SPSS Assignment 5 Instructions

Part 1

From Blackboard, download the SPSS HW #5-1 data file. Dr. Z is interested in researching if there is a statistically significant difference in the mean lifespan in years between those who do not correctly wash their hands after using the bathroom and those who correctly wash their hands after using the bathroom.

Before we can begin independent sample t-test analysis, there are several assumptions we need to test for:

Measurement of variables (2 categorical/independent (not related) groups; DV must be interval/ratio)

No outliers (using the Outlier Labeling Rule)

Normal distribution of dependent variable (tested by Shapiro-Wilk, calculation of skewness/kutosis, inspection)

Homogeneity of variance (tested by Levene’s test)

Since we know that we have 2 categorical groups that are not the same people (independent from each other), we have 2 independent groups: correct handwashers and non-correct handwashers. Also, since we know that the DV is interval/ratio (years of life lived), we have met assumption A above.

We will check for outliers (using the Outlier Labeling Rule).

Click on “Analyze,” “Descriptive Statistics,” and “Explore.”

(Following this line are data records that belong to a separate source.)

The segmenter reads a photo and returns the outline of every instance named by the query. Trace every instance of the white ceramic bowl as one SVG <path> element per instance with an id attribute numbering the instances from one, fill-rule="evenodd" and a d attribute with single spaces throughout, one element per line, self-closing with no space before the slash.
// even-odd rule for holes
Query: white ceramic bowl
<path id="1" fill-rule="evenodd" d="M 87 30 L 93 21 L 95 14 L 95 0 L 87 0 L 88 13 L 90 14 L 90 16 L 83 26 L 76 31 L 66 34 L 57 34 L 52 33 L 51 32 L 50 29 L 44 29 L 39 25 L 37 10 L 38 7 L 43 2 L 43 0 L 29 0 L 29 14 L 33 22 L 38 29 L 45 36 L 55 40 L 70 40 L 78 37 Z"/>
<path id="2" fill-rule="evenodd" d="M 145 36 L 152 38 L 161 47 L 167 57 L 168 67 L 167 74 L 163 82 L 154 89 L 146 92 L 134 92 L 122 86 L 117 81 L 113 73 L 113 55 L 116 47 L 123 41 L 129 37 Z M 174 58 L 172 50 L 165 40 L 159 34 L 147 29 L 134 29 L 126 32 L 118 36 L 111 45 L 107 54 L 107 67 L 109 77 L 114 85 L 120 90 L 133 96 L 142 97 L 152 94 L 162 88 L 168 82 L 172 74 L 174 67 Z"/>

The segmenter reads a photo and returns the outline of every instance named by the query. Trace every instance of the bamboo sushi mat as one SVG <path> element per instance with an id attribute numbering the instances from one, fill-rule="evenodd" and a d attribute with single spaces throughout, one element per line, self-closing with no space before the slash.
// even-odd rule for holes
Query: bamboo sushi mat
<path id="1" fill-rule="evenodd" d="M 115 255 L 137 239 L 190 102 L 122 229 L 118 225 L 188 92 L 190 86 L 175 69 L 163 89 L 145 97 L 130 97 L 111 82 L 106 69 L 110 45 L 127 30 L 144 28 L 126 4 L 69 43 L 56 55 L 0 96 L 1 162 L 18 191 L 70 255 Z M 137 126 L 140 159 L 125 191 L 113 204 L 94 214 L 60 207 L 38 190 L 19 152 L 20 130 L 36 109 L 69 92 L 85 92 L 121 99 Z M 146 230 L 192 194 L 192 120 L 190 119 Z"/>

Select the dependent variable…and move it…over to the “Dependent List” box

…and then click on “Statistics.”

When this pop-up pops up…select “Descriptives”…“Outliers”…“Percentiles”

…and then click “Continue”

…and then click on “Plots.”

When this pop-up pops select “Stem-and-leaf”

… and select “Histogram”…select “Normality plots with tests”

…click “Continue”

…click “OK.”

The first indication that you might have outliers will be through inspection of the histogram, stem and leaf, and box plot.

If you see values on the outskirts of the histogram…

… or dots outside your whiskers, you may have outliers.

To actually test for outliers, we are going to use the Outlier Labeling Rule. We will do this through the “Percentiles” table in your SPSS output via a hand calculation to find the upper/lower limits for finding outliers in our data.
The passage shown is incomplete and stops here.